# Believe and act as if it were impossible to fail



## johan81

Hello.
Can anyone please help me translate this qoute into latin?
"Believe and act as if it were impossible to fail"
or this one if that easier..
"whether you believe you can or whether you believe you cannot, you are absolutely right"

It would be great if you could help me here! 
Thanks


----------



## clara mente

Let's take the first one here:"Crede et age tamquam fallere(im)non possibile*fuerit."
*Help me out here, gentlemen. I just noticed that there is no entry for "impossibile", but only one for "possibile". Just a dictionary glitch or was there no negative adjectival for "possibile" in the Classic Era?


----------



## Whodunit

clara mente said:


> Let's take the first one here:"Crede et age tamquam fallere(im)non possibile*fuerit."
> *Help me out here, gentlemen. I just noticed that there is no entry for "impossibile", but only one for "possibile". Just a dictionary glitch or was there no negative adjectival for "possibile" in the Classic Era?


 
Well, I, too, noticed that on the English-Latin pages (German-Latin with me) there's no entry for "impossible", but having a look at the Latin word list, I find "impossibilis, e". There are also some hits on Google.

Therefore, I'd say it was used, but very rarely. I'd say the same sentence as: _Crede et age quasi non possibile sit, quin fallas_ or a bit shorter _Crede et age quasi fallare non possis._

As for the second sentence, I would say it like this:

_Velut si credas quod possis aut non possis, rectus quidem eris._

I'm not 100% sure if the auxiliary "posse" can be used as a full verb like in this sentence, but I believe I've seen sentences in which an auxiliary was used as a full verb.


----------



## jazyk

> Crede et age tamquam fallere(im)non possibile*fuerit."


_Crede et age tamquam fallere non possibile sit. _The _consecutio temporum_ requires the verb in the main clause and the verb in the conformative clause to be in the present.



> _Crede et age quasi non possibile sit, quin fallas_ or a bit shorter _Crede et age quasi fallare non possis._


_
Crede et age quasi non possibile sit ut fallas. _I don't think _quin _is possible in a sentence without a _verbum impediendi, obstandi_ or _prohibendi_.
_Crede et age quasi fallere non possis. _The infinitive is fall*e*re.
_
_


> _Velut si credas quod possis aut non possis, rectus quidem eris._


_
Velut si credas te potere aut non potere, rationem/iudicium/sapientiam habes. _After _credere_ an accusative subject is necessary. _Rectus esse_ means to be straight, like a line.

My dictionary has _impossibis, e.

_Jazyk


----------



## clara mente

jazyk said:


> _Crede et age tamquam fallere non possibile sit. _The _consecutio temporum_ requires the verb in the main clause and the verb in the conformative clause to be in the present.
> 
> 
> My dictionary has _impossibis, e._
> 
> Jazyk


Yes indeed, Jazyk, good catch.

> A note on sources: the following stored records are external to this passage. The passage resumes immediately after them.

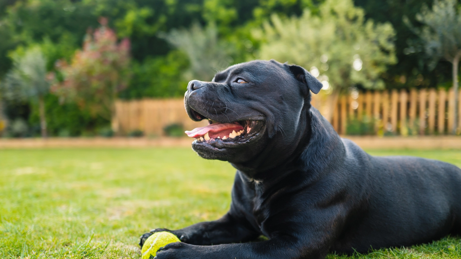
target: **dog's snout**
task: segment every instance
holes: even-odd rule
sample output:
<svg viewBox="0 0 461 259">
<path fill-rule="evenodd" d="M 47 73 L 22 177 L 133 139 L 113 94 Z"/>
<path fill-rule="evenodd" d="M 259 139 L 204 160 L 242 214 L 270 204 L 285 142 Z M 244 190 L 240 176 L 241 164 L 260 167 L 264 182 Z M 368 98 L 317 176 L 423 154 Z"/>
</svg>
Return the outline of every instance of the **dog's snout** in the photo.
<svg viewBox="0 0 461 259">
<path fill-rule="evenodd" d="M 198 80 L 192 80 L 189 82 L 189 85 L 188 88 L 190 91 L 197 90 L 203 85 L 203 82 Z"/>
</svg>

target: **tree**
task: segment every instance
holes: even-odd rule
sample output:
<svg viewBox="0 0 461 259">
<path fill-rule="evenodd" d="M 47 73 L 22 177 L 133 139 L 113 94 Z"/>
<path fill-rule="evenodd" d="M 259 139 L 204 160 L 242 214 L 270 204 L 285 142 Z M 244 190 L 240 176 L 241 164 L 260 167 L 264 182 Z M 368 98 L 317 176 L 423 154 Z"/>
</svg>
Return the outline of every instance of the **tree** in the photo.
<svg viewBox="0 0 461 259">
<path fill-rule="evenodd" d="M 265 41 L 261 58 L 310 70 L 324 89 L 332 88 L 330 111 L 339 94 L 350 87 L 383 88 L 380 77 L 386 65 L 396 62 L 392 25 L 366 22 L 363 10 L 352 0 L 327 0 L 318 15 L 306 10 L 299 18 L 283 20 L 274 15 L 271 21 L 255 32 Z"/>
<path fill-rule="evenodd" d="M 458 65 L 461 58 L 461 6 L 458 6 L 456 0 L 435 0 L 431 10 L 423 6 L 416 19 L 424 24 L 422 29 L 413 28 L 408 19 L 406 23 L 422 40 L 424 51 L 432 59 L 430 67 L 433 69 L 441 58 L 452 65 L 456 107 L 458 102 Z M 457 109 L 455 110 L 455 123 L 452 129 L 454 134 L 456 133 L 458 125 Z"/>
<path fill-rule="evenodd" d="M 124 88 L 130 79 L 130 41 L 117 42 L 107 20 L 101 18 L 101 26 L 85 36 L 83 49 L 77 51 L 70 65 L 57 62 L 63 77 L 52 90 L 63 99 L 73 100 L 87 108 L 94 116 L 110 120 L 114 114 L 117 94 Z"/>
<path fill-rule="evenodd" d="M 38 47 L 21 48 L 12 56 L 13 68 L 6 74 L 1 86 L 3 98 L 10 100 L 38 100 L 41 136 L 47 137 L 47 121 L 44 98 L 49 92 L 50 81 L 47 59 Z"/>
</svg>

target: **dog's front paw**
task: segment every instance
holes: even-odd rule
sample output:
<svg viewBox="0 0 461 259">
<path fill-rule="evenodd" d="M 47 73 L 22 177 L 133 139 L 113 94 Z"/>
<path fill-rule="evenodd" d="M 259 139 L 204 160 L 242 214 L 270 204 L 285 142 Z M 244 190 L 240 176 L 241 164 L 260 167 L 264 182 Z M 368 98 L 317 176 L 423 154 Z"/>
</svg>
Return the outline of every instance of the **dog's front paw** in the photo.
<svg viewBox="0 0 461 259">
<path fill-rule="evenodd" d="M 155 259 L 188 259 L 196 258 L 193 254 L 194 247 L 183 242 L 176 242 L 160 247 L 157 251 Z"/>
<path fill-rule="evenodd" d="M 139 246 L 142 248 L 142 246 L 144 245 L 144 242 L 146 241 L 146 240 L 147 239 L 149 236 L 150 236 L 153 234 L 154 233 L 157 233 L 158 232 L 162 232 L 166 231 L 171 232 L 171 230 L 167 230 L 166 229 L 155 229 L 154 230 L 150 230 L 149 233 L 146 233 L 146 234 L 143 234 L 141 236 L 141 240 L 139 241 Z"/>
<path fill-rule="evenodd" d="M 140 246 L 142 248 L 142 246 L 144 245 L 144 242 L 146 242 L 146 240 L 153 234 L 153 233 L 152 233 L 149 232 L 144 234 L 142 235 L 141 235 L 140 238 L 141 240 L 139 241 L 139 246 Z"/>
</svg>

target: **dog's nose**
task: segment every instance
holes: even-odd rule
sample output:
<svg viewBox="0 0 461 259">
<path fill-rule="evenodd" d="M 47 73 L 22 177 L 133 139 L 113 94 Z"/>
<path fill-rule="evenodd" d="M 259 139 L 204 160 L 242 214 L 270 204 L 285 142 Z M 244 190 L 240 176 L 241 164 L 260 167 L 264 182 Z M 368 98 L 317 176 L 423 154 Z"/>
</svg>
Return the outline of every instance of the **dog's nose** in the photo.
<svg viewBox="0 0 461 259">
<path fill-rule="evenodd" d="M 194 91 L 194 90 L 197 90 L 197 89 L 200 88 L 203 85 L 203 82 L 201 81 L 199 81 L 198 80 L 192 80 L 189 82 L 189 84 L 188 86 L 188 88 L 190 91 Z"/>
</svg>

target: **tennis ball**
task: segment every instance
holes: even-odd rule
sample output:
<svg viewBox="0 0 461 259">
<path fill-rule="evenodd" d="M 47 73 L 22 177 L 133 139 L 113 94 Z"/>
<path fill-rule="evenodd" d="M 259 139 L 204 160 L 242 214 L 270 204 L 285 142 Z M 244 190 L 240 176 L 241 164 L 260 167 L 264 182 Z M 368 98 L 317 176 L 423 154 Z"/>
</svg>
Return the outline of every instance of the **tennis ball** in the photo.
<svg viewBox="0 0 461 259">
<path fill-rule="evenodd" d="M 141 250 L 142 259 L 150 259 L 155 257 L 157 250 L 170 243 L 180 242 L 174 235 L 166 231 L 158 232 L 151 235 L 144 242 Z"/>
</svg>

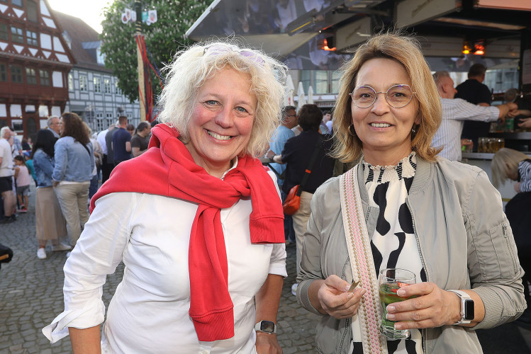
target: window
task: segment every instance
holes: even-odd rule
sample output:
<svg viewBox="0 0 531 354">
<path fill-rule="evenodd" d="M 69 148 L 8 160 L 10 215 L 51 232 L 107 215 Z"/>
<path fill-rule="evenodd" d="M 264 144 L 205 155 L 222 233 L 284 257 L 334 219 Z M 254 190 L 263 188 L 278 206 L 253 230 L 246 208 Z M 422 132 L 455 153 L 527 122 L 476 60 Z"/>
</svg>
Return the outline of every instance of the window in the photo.
<svg viewBox="0 0 531 354">
<path fill-rule="evenodd" d="M 11 41 L 16 43 L 23 43 L 24 42 L 24 33 L 22 31 L 22 28 L 17 27 L 11 27 Z"/>
<path fill-rule="evenodd" d="M 310 75 L 311 75 L 311 70 L 301 70 L 301 82 L 303 83 L 303 89 L 304 90 L 304 93 L 308 93 L 308 88 L 310 87 L 310 85 L 311 85 L 311 83 L 310 82 L 311 79 Z M 296 96 L 298 96 L 297 90 L 298 90 L 298 86 L 296 86 L 295 92 L 294 92 L 294 94 Z M 313 92 L 315 91 L 314 91 Z"/>
<path fill-rule="evenodd" d="M 105 79 L 104 80 L 104 87 L 105 88 L 106 93 L 111 93 L 111 80 Z"/>
<path fill-rule="evenodd" d="M 330 93 L 337 93 L 340 91 L 340 79 L 341 73 L 338 71 L 332 73 L 332 92 Z"/>
<path fill-rule="evenodd" d="M 43 86 L 50 86 L 50 73 L 45 70 L 40 69 L 40 85 Z"/>
<path fill-rule="evenodd" d="M 37 18 L 37 3 L 31 0 L 26 1 L 26 17 L 28 21 L 38 22 Z"/>
<path fill-rule="evenodd" d="M 86 79 L 86 76 L 79 75 L 79 91 L 87 91 L 89 86 L 89 81 Z"/>
<path fill-rule="evenodd" d="M 11 72 L 11 82 L 22 84 L 22 68 L 18 65 L 9 65 L 9 71 Z"/>
<path fill-rule="evenodd" d="M 98 64 L 100 65 L 105 65 L 105 55 L 101 53 L 101 50 L 100 48 L 96 50 L 96 57 Z"/>
<path fill-rule="evenodd" d="M 33 30 L 26 31 L 26 40 L 28 42 L 28 45 L 33 45 L 33 47 L 39 46 L 39 41 L 37 40 L 37 33 Z"/>
<path fill-rule="evenodd" d="M 30 67 L 26 68 L 26 81 L 28 85 L 37 84 L 37 72 L 35 69 Z"/>
<path fill-rule="evenodd" d="M 94 92 L 101 92 L 101 79 L 99 77 L 94 77 Z"/>
<path fill-rule="evenodd" d="M 72 73 L 68 73 L 68 89 L 74 91 L 74 75 Z"/>
<path fill-rule="evenodd" d="M 0 64 L 0 81 L 7 81 L 7 69 L 4 64 Z"/>
<path fill-rule="evenodd" d="M 0 40 L 8 40 L 9 39 L 9 35 L 8 35 L 7 25 L 0 23 Z"/>
</svg>

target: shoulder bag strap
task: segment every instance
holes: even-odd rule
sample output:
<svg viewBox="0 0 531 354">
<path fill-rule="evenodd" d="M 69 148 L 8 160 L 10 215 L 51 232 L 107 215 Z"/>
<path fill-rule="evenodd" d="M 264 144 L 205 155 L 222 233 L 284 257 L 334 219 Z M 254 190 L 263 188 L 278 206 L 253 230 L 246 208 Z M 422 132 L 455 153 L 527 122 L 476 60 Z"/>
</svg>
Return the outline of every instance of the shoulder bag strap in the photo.
<svg viewBox="0 0 531 354">
<path fill-rule="evenodd" d="M 340 177 L 340 193 L 343 227 L 350 259 L 352 278 L 367 290 L 362 298 L 357 319 L 362 330 L 363 353 L 387 354 L 387 341 L 380 333 L 382 308 L 378 290 L 370 240 L 359 196 L 357 171 L 359 165 Z"/>
<path fill-rule="evenodd" d="M 303 189 L 304 189 L 304 186 L 306 185 L 306 182 L 308 182 L 308 178 L 310 178 L 310 174 L 312 173 L 313 164 L 315 164 L 315 162 L 317 154 L 319 153 L 320 147 L 321 138 L 320 137 L 317 137 L 317 144 L 315 144 L 315 148 L 313 149 L 313 154 L 312 155 L 311 159 L 310 159 L 310 163 L 308 164 L 308 169 L 306 169 L 306 170 L 304 171 L 304 176 L 303 176 L 303 179 L 302 181 L 301 181 L 301 184 L 298 185 L 297 195 L 298 195 L 299 197 L 301 196 L 301 193 L 302 193 L 303 192 Z"/>
</svg>

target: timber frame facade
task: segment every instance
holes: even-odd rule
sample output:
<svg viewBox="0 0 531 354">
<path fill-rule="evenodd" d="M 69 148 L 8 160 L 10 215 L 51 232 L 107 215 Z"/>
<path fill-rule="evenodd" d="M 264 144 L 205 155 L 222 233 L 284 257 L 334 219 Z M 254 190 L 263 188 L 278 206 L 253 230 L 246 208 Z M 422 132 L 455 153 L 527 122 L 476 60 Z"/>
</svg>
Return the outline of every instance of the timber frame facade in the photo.
<svg viewBox="0 0 531 354">
<path fill-rule="evenodd" d="M 75 59 L 46 0 L 0 0 L 0 126 L 34 138 L 69 100 Z"/>
</svg>

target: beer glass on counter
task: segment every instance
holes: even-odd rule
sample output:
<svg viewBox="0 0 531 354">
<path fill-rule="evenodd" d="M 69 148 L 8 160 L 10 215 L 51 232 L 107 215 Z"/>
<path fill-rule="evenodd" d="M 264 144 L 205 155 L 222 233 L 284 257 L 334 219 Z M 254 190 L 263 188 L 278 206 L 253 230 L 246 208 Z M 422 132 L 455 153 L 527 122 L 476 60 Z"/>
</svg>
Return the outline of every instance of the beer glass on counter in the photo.
<svg viewBox="0 0 531 354">
<path fill-rule="evenodd" d="M 503 137 L 480 137 L 478 139 L 478 152 L 495 154 L 502 147 L 505 142 Z"/>
</svg>

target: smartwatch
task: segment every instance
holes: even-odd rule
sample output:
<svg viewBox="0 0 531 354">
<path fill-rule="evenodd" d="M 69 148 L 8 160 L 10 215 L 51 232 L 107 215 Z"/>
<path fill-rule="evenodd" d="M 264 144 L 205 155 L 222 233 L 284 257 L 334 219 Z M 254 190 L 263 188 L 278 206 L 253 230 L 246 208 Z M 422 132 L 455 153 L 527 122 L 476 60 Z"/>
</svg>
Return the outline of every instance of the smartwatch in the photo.
<svg viewBox="0 0 531 354">
<path fill-rule="evenodd" d="M 461 321 L 454 324 L 467 324 L 474 319 L 474 300 L 470 295 L 461 290 L 448 290 L 457 294 L 461 299 Z"/>
<path fill-rule="evenodd" d="M 276 333 L 276 325 L 271 321 L 260 321 L 255 325 L 255 330 L 257 332 L 275 334 Z"/>
</svg>

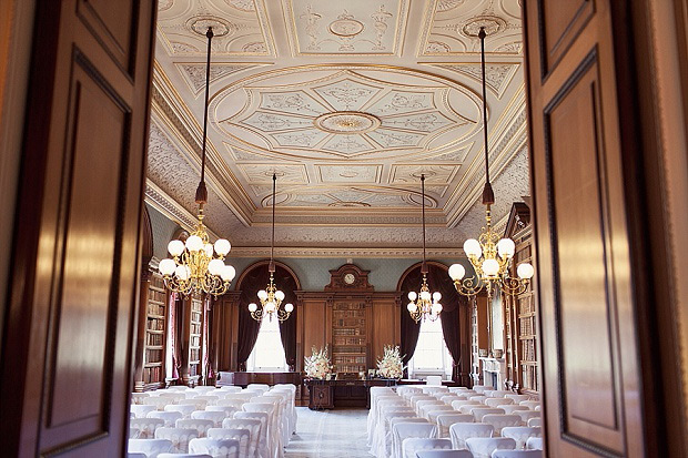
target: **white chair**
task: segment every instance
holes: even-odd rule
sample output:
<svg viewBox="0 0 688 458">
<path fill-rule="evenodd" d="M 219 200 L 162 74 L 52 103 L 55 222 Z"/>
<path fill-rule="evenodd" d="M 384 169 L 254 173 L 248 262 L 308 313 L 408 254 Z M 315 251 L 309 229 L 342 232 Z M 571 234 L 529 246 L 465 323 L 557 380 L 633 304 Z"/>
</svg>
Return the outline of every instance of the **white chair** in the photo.
<svg viewBox="0 0 688 458">
<path fill-rule="evenodd" d="M 199 418 L 182 418 L 174 424 L 178 428 L 189 428 L 199 431 L 199 437 L 205 437 L 210 428 L 215 427 L 215 421 Z"/>
<path fill-rule="evenodd" d="M 490 458 L 495 450 L 513 450 L 516 441 L 508 437 L 472 437 L 466 439 L 466 447 L 475 458 Z"/>
<path fill-rule="evenodd" d="M 542 437 L 532 437 L 526 440 L 526 449 L 528 450 L 542 450 L 543 449 L 543 438 Z"/>
<path fill-rule="evenodd" d="M 441 375 L 428 375 L 427 378 L 425 379 L 425 385 L 442 386 L 442 376 Z"/>
<path fill-rule="evenodd" d="M 473 458 L 468 450 L 421 450 L 416 454 L 418 458 Z"/>
<path fill-rule="evenodd" d="M 402 444 L 405 439 L 422 438 L 434 439 L 437 437 L 437 427 L 431 424 L 396 423 L 392 426 L 393 458 L 402 458 Z"/>
<path fill-rule="evenodd" d="M 486 415 L 504 415 L 504 409 L 500 409 L 498 407 L 479 407 L 477 409 L 473 409 L 471 413 L 475 417 L 475 420 L 477 423 L 480 423 L 483 421 L 483 417 L 485 417 Z"/>
<path fill-rule="evenodd" d="M 514 399 L 509 398 L 487 398 L 485 399 L 485 405 L 489 407 L 502 407 L 514 404 Z M 523 406 L 525 407 L 525 406 Z"/>
<path fill-rule="evenodd" d="M 518 403 L 519 406 L 526 406 L 530 410 L 535 410 L 536 407 L 540 406 L 539 400 L 522 400 Z"/>
<path fill-rule="evenodd" d="M 426 438 L 407 438 L 402 442 L 402 457 L 416 458 L 416 454 L 421 450 L 451 450 L 452 441 L 449 439 L 426 439 Z"/>
<path fill-rule="evenodd" d="M 189 451 L 206 454 L 213 458 L 239 458 L 239 440 L 234 439 L 191 439 Z"/>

One of my main problems is glossing over the verb "were" and automatically assuming past tense and therefore throwing off the sequence of tenses.


----------



## johan81

Thanks you guys! 
Do you agre about this translation then? 
Believe and act as if it were impossible to fail - Crede et age quasi fallere non possis
Its important because i'm gonna tatoo it on myself..


----------



## Whodunit

johan81 said:


> Thanks you guys!
> Do you agre about this translation then?
> Believe and act as if it were impossible to fail - Crede et age quasi fallere non possis
> Its important because i'm gonna tatoo it on myself..


 
Yes, I think that's a good translation*. 

*Not least because laid the foundations for it.


----------